W temacie hurtowni danych (jako osoba przekzująca wiedze i potem analityk) współpracowałam z dużą ilością ludzi, którzy przewinęli się przez zespół. Nie było tam osób bez studiów, ale były osoby z różnych uczelni. Niestety to było widać: nawet bardzo słabe osoby z dobrej uczelni dużo lepiej sobie radziły niż inni. I właśnie kluczowe tu dla mnie były 2 aspekty: na ile osoba jest w stanie sama się douczyć pewnych zagadnień i na ile jest samodzielna i nie boi się odpowiedzialności. Były osoby, które najzwyczajniej w świecie bały się nanieść zmiany w kodzie, „bo coś zepsują jeszcze”!
Olga
@Olga: Konsekwencje błędu studenta ponosi tylko on sam. Przeważnie wykonuje on ćwiczenia i projekty tylko w celu otrzymania oceny. Zatem jedyną konsekwencją jest słaba ocena lub konieczność wprowadzenia poprawek zalecanych przez profesora. Jeśli projekt jest fragmentem zewnętrznego zlecenia realizowanego przez uczelnię, to i tak żadna odpowiedzialność nie spoczywa na studencie, tylko na profesorze.
Natomiast w pracy oczekuję od pracownika wzięcia pełnej odpowiedzialności za wykonanie zadania, a nie oglądania się, że w razie czego sytuację uratuje przełożony, poprawiając wadliwy projekt lub kryjąc niedociągnięcia podwładnego. Wiele osób nie zdaje sobie sprawy, że ich błędy mogą mieć ogromne konsekwencje.
Zbyt często spotykałem się z taką nieodpowiedzialną postawą, żeby zaniedbywać ten brak poczucia odpowiedzialności za wyniki własnej pracy.
TesTeq: Zgadzam się, że część osób po studiach może nie zdawać sobie sprawy z tego, że to co zrobią będzie miało wpływ na innych, a nawet na losy firmy.
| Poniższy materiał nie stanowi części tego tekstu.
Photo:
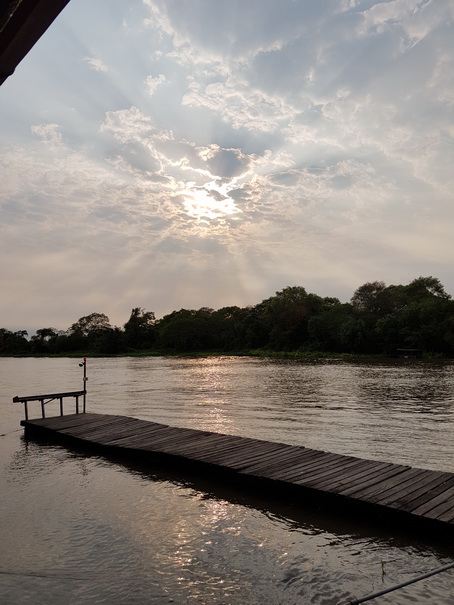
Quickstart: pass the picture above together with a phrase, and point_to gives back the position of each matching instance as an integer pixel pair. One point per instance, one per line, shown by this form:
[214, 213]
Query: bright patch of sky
[170, 154]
Uważam jednak, że zbyt mocno generalizujesz. Z doświadczenia wiem, że wielu studentom zależy na tym aby program został dobrze zaprojektowany, dobrze napisany i robił to co trzeba.
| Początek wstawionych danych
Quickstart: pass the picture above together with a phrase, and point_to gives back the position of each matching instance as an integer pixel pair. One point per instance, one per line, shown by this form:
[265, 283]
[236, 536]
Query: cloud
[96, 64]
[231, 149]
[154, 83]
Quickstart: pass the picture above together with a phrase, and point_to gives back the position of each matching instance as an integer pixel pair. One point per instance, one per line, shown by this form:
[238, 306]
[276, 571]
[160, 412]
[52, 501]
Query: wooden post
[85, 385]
Być może miałeś w większości do czynienia z ludźmi z tej drugiej kategorii, albo ja z tej pierwszej :). Nie bez znaczenia jest też uczelnia, którą kończyli. Korzystając z okazji zapytam – Z programistami po jakich uczelniach miałeś przyjemność lub nieprzyjemność pracować?
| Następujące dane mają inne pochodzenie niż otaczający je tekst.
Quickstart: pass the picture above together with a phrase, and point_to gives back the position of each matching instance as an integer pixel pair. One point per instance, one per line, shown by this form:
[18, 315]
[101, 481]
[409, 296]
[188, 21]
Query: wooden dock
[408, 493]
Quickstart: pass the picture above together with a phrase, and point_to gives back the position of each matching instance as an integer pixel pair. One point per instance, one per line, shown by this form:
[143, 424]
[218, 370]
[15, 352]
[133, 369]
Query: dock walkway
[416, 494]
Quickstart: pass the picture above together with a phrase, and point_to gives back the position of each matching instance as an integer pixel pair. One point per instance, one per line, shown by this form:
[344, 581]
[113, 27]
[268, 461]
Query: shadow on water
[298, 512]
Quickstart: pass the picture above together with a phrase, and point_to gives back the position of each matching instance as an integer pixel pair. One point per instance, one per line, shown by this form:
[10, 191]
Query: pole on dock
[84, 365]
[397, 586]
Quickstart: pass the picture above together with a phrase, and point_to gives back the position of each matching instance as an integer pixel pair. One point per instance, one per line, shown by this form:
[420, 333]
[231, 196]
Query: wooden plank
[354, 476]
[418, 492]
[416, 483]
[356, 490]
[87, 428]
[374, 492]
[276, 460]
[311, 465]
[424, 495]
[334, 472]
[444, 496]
Po drugie trudno jest mi sobie wyobrazić sposób nauczenie odpowiedzialności takiej jaka będzie wymagana w pracy: wymagać płacenia za źle działające projekty, skreślać z listy studentów…. Studia są przecież po to aby się uczyć, również na błędach. Moim zdaniem problem polega bardziej na tym, że rynek (pracodawca) nie potrafi odsiać ziarna od plew.
Michał Komorowski pisze: „Uważam jednak, że zbyt mocno generalizujesz.”
Zadałeś pytania ogólne, w większości dotyczące negatywów i takich odpowiedzi Ci udzieliłem. Nigdzie nie pisałem, że moje opinie dotyczą wszystkich lub znaczącej większości studentów. Nie zajmuję się badaniami statystycznymi. Przedstawiłem Ci tylko moje spostrzeżenia.
Mój zarzut w stosunku do studenckich projektów, a i w dużej mierze polskiej nauki dotyczy tego, iż wiele badań i projektów to tylko badania „na niby”, których głównym celem jest ich trwanie i ciągnięcie grantów od sponsorów, a nie końcowy efekt. Takie środowisko ma negatywny wpływ na młodych ludzi. Na szczęście nie na wszystkich i tych zatrudniam. Jako, że działam w okolicach Warszawy, to mam do czynienia przede wszystkim z absolwentami warszawskich uczelni. Są wśród nich ambitni, odpowiedzialni i znający się na rzeczy ludzie.
Witam Alex Ciebie i czytelników. Bardzo interesujący blog!
Zaciekawiło mnie to, co napisałeś w komentarzu:
http://alexba.eu/2006-09-17/rozwoj-kariera-praca/programista-studia-przydatnosc-praca/#comment-961
„Ta umiejętność uczenia się jest rzeczywiście kluczowa i tu chyba wszyscy się zgadzamy. Moje obserwacje wskazują tylko, że nie wszyscy nabywają jej na studiach, a znam trochę ludzi, którzy posiedli ją szybciej i taniej w inny sposób.
No właśnie, mógłbyś napisać o jaki szybszy i tańszy sposób zdobywania tej umiejętności uczenia się chodzi? :)
Rafał
Dopiero zacząłem czytać blog’a, a ten wpis mnie ominął, mam potrzebę napisać coś od siebie.
Studiuję informatykę na uniwersytecie. Praktyki tutaj raczej nie ma na tyle dużo by człowiek, mógł być poważnie traktowany po skończeniu studiów. Kursy czy projekty programistyczne są tak robione, że właściwie da się je zdać oddając nie działający w pełni projekt.
Wykłady co rok są takie same – to znaczy, że nie ma w nich nic innowacyjnego, czy zahaczającego o nowości z dziedziny informatyki. Wałkowana co rok ta sama teoria. Cotygodniowe listy ćwiczeniowe ze sprawdzania wiedzy teoretycznej.
Wszyscy są zafascynowani przedmiotami, filozoficznym dumaniem o nikomu niepotrzebnych problemach czysto teoretycznych, często panuje przekonanie, że praktyka jest złem (często zło to jest utożsamiane z politechniką), a teoria to coś pięknego powstałego przez ludzki umysł.
Oczywiście, że podstawy teoretyczne są bardzo potrzebne, bo rozwijają umysł, ale osobiście uważam, że teoria, która nie zostanie wykorzystana do rozwiązywania praktycznych problemów jest nic nie warta, dlatego nie mogę się doczekać skończenia tej uczelni, która jest uważana za jedną z najlepszych w Polsce ;)
A coś takiego wpadło mi ostatnio w ucho, nie bezpośrednio związanego ze studiami informatycznymi, toteż wyłuskałam ten starszawy:) post. Dialog z amerykańskiego filmu, w którego akcji następuje jakiś krytyczny moment:
A – K4#$%, co robimy?!
B – Mnie pytasz?!
A – No Ciebie, skończyłeś studia
B – Odwal się
Dialog dowodzi, że powszechne mniemanie, iż ktoś wykształcony jest mądrzejszy z racji samego powzięcia wiedzy dość szybko może być zweryfikowane w warunkach pozaszkolnych i wymagających rzeczywistego działania.